Zone semi-sauvage, écrin de la biodiversité de pas moins de 24 hectares en plein cœur de la capitale, la friche Josaphat est devenue un enjeu régional majeur. Le gouvernement bruxellois entend y ériger un tout nouveau quartier, constitué notamment de logements, d'écoles et d'infrastructures culturelles et sportives. Les membres du collectif Sauvons la friche militent, eux, pour préserver cet espace vert et sa centaine d'espèces d'animaux recensés.

En attendant l'issue de ces luttes, le gouvernement permet depuis l'année passée à la SAU, société d'aménagement urbain de la Région, d'occuper une petite partie de la zone pour permettre aux riverains, Everois et Schaerbeekois, de profiter de l'espace pendant la belle saison. Lors de sa première édition, l'Eté à Josaphat proposait ainsi un espace détente, composé de transat, des food-truck pour se restaurer, un terrain de pétanque.

Cette année, l'événement devrait ouvrir ses portes dès le 1er juillet. Depuis quelques jours, des travaux sont donc en cours pour préparer le terrain.

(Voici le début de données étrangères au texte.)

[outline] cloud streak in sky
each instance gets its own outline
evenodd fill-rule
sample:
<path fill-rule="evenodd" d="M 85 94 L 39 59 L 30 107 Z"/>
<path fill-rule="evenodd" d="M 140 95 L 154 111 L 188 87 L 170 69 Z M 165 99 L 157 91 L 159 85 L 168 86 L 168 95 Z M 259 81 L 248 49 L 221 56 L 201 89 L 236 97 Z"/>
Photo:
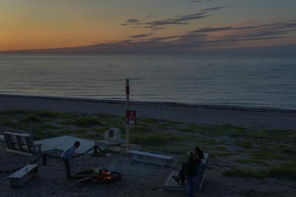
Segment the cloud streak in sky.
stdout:
<path fill-rule="evenodd" d="M 180 16 L 173 19 L 183 22 L 194 17 L 194 15 Z M 170 19 L 169 21 L 171 21 Z M 160 26 L 164 25 L 160 23 Z M 152 24 L 154 25 L 151 27 L 159 26 L 155 25 L 158 23 Z M 129 39 L 123 40 L 30 51 L 71 54 L 192 54 L 218 49 L 224 49 L 227 51 L 231 48 L 243 48 L 250 44 L 261 47 L 266 44 L 267 41 L 269 44 L 272 41 L 292 38 L 294 32 L 296 32 L 296 20 L 261 24 L 253 22 L 225 27 L 205 27 L 179 35 L 157 36 L 155 33 L 149 33 L 132 35 Z"/>

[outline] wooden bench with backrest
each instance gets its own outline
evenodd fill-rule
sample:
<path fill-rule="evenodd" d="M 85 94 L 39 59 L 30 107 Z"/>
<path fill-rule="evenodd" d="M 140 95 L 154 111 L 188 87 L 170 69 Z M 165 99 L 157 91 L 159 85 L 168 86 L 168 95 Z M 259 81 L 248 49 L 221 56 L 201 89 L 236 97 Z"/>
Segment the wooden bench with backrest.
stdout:
<path fill-rule="evenodd" d="M 3 133 L 7 148 L 6 151 L 28 156 L 41 154 L 42 144 L 34 144 L 33 136 L 29 133 L 9 132 Z"/>
<path fill-rule="evenodd" d="M 204 155 L 204 158 L 201 160 L 201 162 L 199 163 L 199 166 L 198 167 L 198 172 L 197 173 L 197 176 L 196 176 L 195 179 L 196 183 L 196 190 L 201 191 L 202 189 L 202 186 L 205 180 L 205 169 L 206 168 L 206 165 L 208 161 L 208 158 L 209 157 L 208 153 L 205 153 Z M 166 179 L 164 185 L 163 186 L 163 189 L 165 190 L 168 191 L 185 191 L 186 190 L 186 185 L 181 185 L 176 181 L 176 180 L 172 178 L 172 176 L 178 176 L 179 172 L 176 171 L 172 171 L 171 174 L 169 175 L 168 177 Z"/>
<path fill-rule="evenodd" d="M 37 164 L 29 164 L 17 171 L 8 177 L 11 185 L 23 185 L 33 176 L 37 176 Z"/>
<path fill-rule="evenodd" d="M 128 151 L 129 156 L 133 160 L 160 165 L 162 167 L 168 166 L 173 161 L 172 157 L 158 154 L 142 152 L 137 151 Z"/>

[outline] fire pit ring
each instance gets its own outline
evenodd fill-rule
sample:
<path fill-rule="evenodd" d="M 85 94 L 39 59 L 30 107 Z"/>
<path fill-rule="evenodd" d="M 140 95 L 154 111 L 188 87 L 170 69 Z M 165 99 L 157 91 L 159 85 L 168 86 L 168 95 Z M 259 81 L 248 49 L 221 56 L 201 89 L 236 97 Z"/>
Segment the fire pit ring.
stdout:
<path fill-rule="evenodd" d="M 116 171 L 90 170 L 76 174 L 74 179 L 76 182 L 85 184 L 108 184 L 121 180 L 121 174 Z"/>

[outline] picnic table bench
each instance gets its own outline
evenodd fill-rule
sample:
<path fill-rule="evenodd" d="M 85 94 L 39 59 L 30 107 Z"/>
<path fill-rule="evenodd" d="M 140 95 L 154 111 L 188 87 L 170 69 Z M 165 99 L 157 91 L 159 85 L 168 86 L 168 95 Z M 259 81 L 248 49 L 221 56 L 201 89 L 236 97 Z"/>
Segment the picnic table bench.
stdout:
<path fill-rule="evenodd" d="M 198 191 L 201 191 L 202 189 L 205 180 L 205 169 L 209 153 L 205 153 L 204 158 L 201 159 L 201 162 L 199 163 L 199 171 L 197 173 L 197 176 L 195 178 L 195 183 L 196 184 L 195 189 Z M 172 178 L 172 176 L 178 176 L 179 172 L 176 171 L 173 171 L 171 172 L 163 186 L 163 189 L 164 190 L 186 191 L 187 184 L 185 185 L 181 185 Z"/>
<path fill-rule="evenodd" d="M 36 145 L 33 135 L 29 133 L 4 132 L 3 135 L 7 146 L 7 152 L 28 156 L 41 154 L 42 144 Z"/>
<path fill-rule="evenodd" d="M 166 156 L 152 153 L 137 151 L 128 151 L 130 158 L 133 160 L 160 165 L 163 167 L 172 163 L 173 157 Z"/>
<path fill-rule="evenodd" d="M 8 177 L 11 185 L 23 185 L 24 183 L 37 172 L 37 164 L 29 164 L 17 171 Z"/>

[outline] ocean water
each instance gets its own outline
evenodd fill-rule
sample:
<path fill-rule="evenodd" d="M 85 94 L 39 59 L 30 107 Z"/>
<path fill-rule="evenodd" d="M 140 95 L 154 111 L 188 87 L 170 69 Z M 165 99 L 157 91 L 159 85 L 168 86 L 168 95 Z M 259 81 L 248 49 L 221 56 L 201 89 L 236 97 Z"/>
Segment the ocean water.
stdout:
<path fill-rule="evenodd" d="M 0 55 L 0 94 L 296 110 L 296 55 Z"/>

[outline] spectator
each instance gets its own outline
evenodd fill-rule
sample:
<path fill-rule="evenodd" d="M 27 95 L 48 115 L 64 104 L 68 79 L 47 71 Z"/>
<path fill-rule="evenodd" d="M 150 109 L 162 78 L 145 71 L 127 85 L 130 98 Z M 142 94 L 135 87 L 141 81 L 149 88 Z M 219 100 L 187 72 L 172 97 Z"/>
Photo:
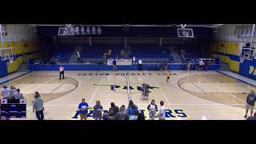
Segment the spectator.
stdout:
<path fill-rule="evenodd" d="M 134 112 L 134 114 L 130 117 L 129 120 L 138 120 L 138 114 L 139 114 L 138 110 L 136 110 Z"/>
<path fill-rule="evenodd" d="M 126 112 L 126 106 L 122 105 L 120 109 L 119 112 L 115 116 L 116 120 L 129 120 L 129 115 Z"/>
<path fill-rule="evenodd" d="M 14 94 L 17 92 L 16 88 L 14 86 L 10 86 L 10 99 L 14 99 Z"/>
<path fill-rule="evenodd" d="M 138 70 L 142 71 L 142 61 L 139 59 L 138 61 Z"/>
<path fill-rule="evenodd" d="M 94 118 L 95 120 L 102 120 L 102 111 L 103 108 L 101 105 L 99 100 L 96 101 L 96 105 L 94 106 Z"/>
<path fill-rule="evenodd" d="M 34 95 L 38 95 L 39 98 L 41 98 L 41 95 L 39 94 L 39 93 L 38 91 L 34 92 Z"/>
<path fill-rule="evenodd" d="M 20 90 L 17 89 L 17 93 L 14 94 L 15 99 L 24 99 L 24 96 L 22 93 L 20 93 Z"/>
<path fill-rule="evenodd" d="M 134 115 L 136 110 L 138 110 L 138 106 L 136 105 L 134 105 L 134 103 L 132 100 L 130 100 L 129 106 L 126 110 L 126 112 L 127 112 L 127 114 L 129 115 L 129 117 Z"/>
<path fill-rule="evenodd" d="M 37 118 L 38 120 L 43 120 L 44 118 L 44 114 L 43 114 L 43 101 L 42 99 L 40 98 L 40 94 L 38 92 L 34 93 L 34 102 L 33 103 L 33 113 L 34 113 L 37 115 Z"/>
<path fill-rule="evenodd" d="M 115 114 L 114 110 L 110 110 L 109 113 L 109 118 L 108 120 L 115 120 Z"/>
<path fill-rule="evenodd" d="M 246 115 L 244 118 L 247 117 L 249 109 L 250 110 L 250 116 L 253 115 L 255 101 L 256 101 L 256 96 L 254 94 L 254 91 L 250 90 L 250 93 L 248 94 L 246 98 Z"/>
<path fill-rule="evenodd" d="M 163 101 L 161 101 L 160 102 L 161 110 L 157 116 L 159 118 L 159 120 L 165 120 L 166 119 L 166 108 L 163 106 L 163 104 L 164 104 Z"/>
<path fill-rule="evenodd" d="M 3 85 L 2 88 L 3 89 L 2 90 L 1 95 L 2 96 L 2 98 L 8 99 L 10 91 L 7 90 L 7 86 L 6 85 Z"/>
<path fill-rule="evenodd" d="M 155 104 L 154 99 L 152 99 L 151 103 L 147 106 L 150 112 L 150 120 L 154 120 L 156 111 L 158 111 L 158 106 Z"/>
<path fill-rule="evenodd" d="M 117 68 L 117 60 L 114 59 L 113 61 L 113 71 L 118 71 L 118 68 Z"/>
<path fill-rule="evenodd" d="M 246 118 L 246 120 L 256 120 L 256 112 L 254 116 L 250 116 Z"/>
<path fill-rule="evenodd" d="M 144 120 L 145 120 L 145 115 L 144 115 L 144 114 L 142 114 L 142 113 L 138 113 L 138 120 L 142 120 L 142 121 L 144 121 Z"/>
<path fill-rule="evenodd" d="M 108 114 L 107 112 L 105 111 L 105 112 L 103 113 L 102 119 L 103 119 L 104 121 L 109 119 L 109 114 Z"/>
<path fill-rule="evenodd" d="M 85 98 L 82 98 L 82 102 L 78 105 L 79 114 L 81 120 L 86 120 L 88 115 L 89 106 Z"/>
<path fill-rule="evenodd" d="M 114 112 L 114 115 L 116 115 L 118 113 L 119 108 L 114 105 L 114 102 L 110 103 L 111 107 L 109 109 L 109 112 L 111 110 Z"/>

Sur Facebook, le collectif Sauvons la friche déplore cependant les moyens utilisés pour ces aménagements. "L'année passée, Bruxelles Environnement avait limité l'étendue de ce parc provisoire pour laisser une large zone semi-sauvage en dehors de toute perturbation. Cette année, on constate qu'il traverse la friche sur toute sa longueur et qu'ils ont amené des pelleteuses pour tracer des chemins, ce qui a un impact, explique Benoit De Boeck, membre du collectif. Une fois encore, la SAU nous met un peu devant le fait accompli. On trouve dommage d'en faire juste un parc récréatif alors qu'on pourrait profiter du lieu de manière douce, en préservant la faune."

De son côté, la SAU précise que cette modification du périmètre de l'Eté à Josaphat correspond à une demande des riverains. "Les personnes qui s'y sont promenées l'an passé, surtout les Everois(es), nous ont demandé une deuxième entrée car ils devaient faire tout le tour pour accéder au parc temporaire. On met donc en place une passerelle du côté de la gare d'Evere. Il y a eu des travaux de ce côté-là ces derniers jours car un bâtiment ancien faisait l'objet d'une demande de démolition pour insalubrité", explique le porte-parole de la SAU Pascal Sac.

Pour ce qui est du programme, il se veut convivial. "On propose des activités accessibles à tous, calmes et familiales. En 2020, on a eu pas mal de monde les week-ends de beau temps mais c'était plus calme le reste du temps donc l'impact sur le terrain est limité."

Bruxelles Environnement, qui a effectué une visite sur place le 25 mai dernier, assure veiller au respect de la nature et des riverains. La proposition initiale de la SAU, qui ajoute donc à l'espace au sud présent l'an passé un chemin le long de la voie ferrée et une petite zone au nord, a été adaptée par les experts de Bruxelles environnement.

"L'actuelle "zone sauvage" sera notamment intégralement préservée à l'aide de clôtures afin qu'elle puisse continuer à fonctionner comme une aire de repos pour la faune présente. Une seule terrasse sur pilotis sera en outre installée dans la partie prairie à un emplacement qui n’aura pas d’impact sur les plantations. Aucune destruction significative de l'habitat d'espèces strictement protégées n'aura lieu pendant l'installation et les activités seront encadrées par des conditions concernant les heures d'ouverture et les normes de bruit afin d'éviter toute perturbation potentielle", indique Pascale Hourman, porte-parole de l'organisme régional, qui estime que la protection de la biodiversité et la mise à disposition d'espaces verts de qualité aux habitants sont ici compatibles.